While I would like to think that we could be setting ourselves up for the next big bull run, I keep thinking about that initial nasdaq tanking (22%) after the first rate cut in 1998. The big selloff didn't happen this time. Sure, we drifted down a bit, but that was only after the biggest point and % gain ever for the NAZ.

Will history repeat itself??

Well if we are going to see a repeat of the events of the easing cycle of 98, then we must test that important level of NAZ support at 1900 first before any long term rally can ensue. Why? This is why:
Keep the percentage numbers the same. This would imply that this time we would need to have a nasty selloff of a 20+% magnitude.
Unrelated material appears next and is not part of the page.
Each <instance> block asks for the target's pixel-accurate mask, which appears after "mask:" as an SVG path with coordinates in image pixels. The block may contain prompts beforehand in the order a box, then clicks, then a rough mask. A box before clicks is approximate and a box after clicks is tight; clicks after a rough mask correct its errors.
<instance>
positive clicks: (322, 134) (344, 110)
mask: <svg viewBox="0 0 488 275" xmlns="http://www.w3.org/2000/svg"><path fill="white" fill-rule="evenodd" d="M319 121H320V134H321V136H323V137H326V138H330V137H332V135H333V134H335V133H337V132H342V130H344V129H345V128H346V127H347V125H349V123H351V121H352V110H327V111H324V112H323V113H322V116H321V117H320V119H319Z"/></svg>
So let's discount the knee-jerk rally on Jan 3rd (which appeared to be BS anyway) and say that from NAZ 2470, we crash 22% (like in Oct98). That would bring us very close to the critical support level I mentioned earlier. It would probably bring about some much needed capitulation as well, to give this market a real jump start.

Hell, I'm not saying that it will or should happen. Actually, I hope because of the different environment and circumstances, that we can just rally from here. But it's interesting to look back and see how events unfolded and then compare them in the present.

Food for thought anyway.

-B

BTW, I can't post the charts from here because I can't access my FTP site through the corp firewall. But I think I'm pretty close on the levels.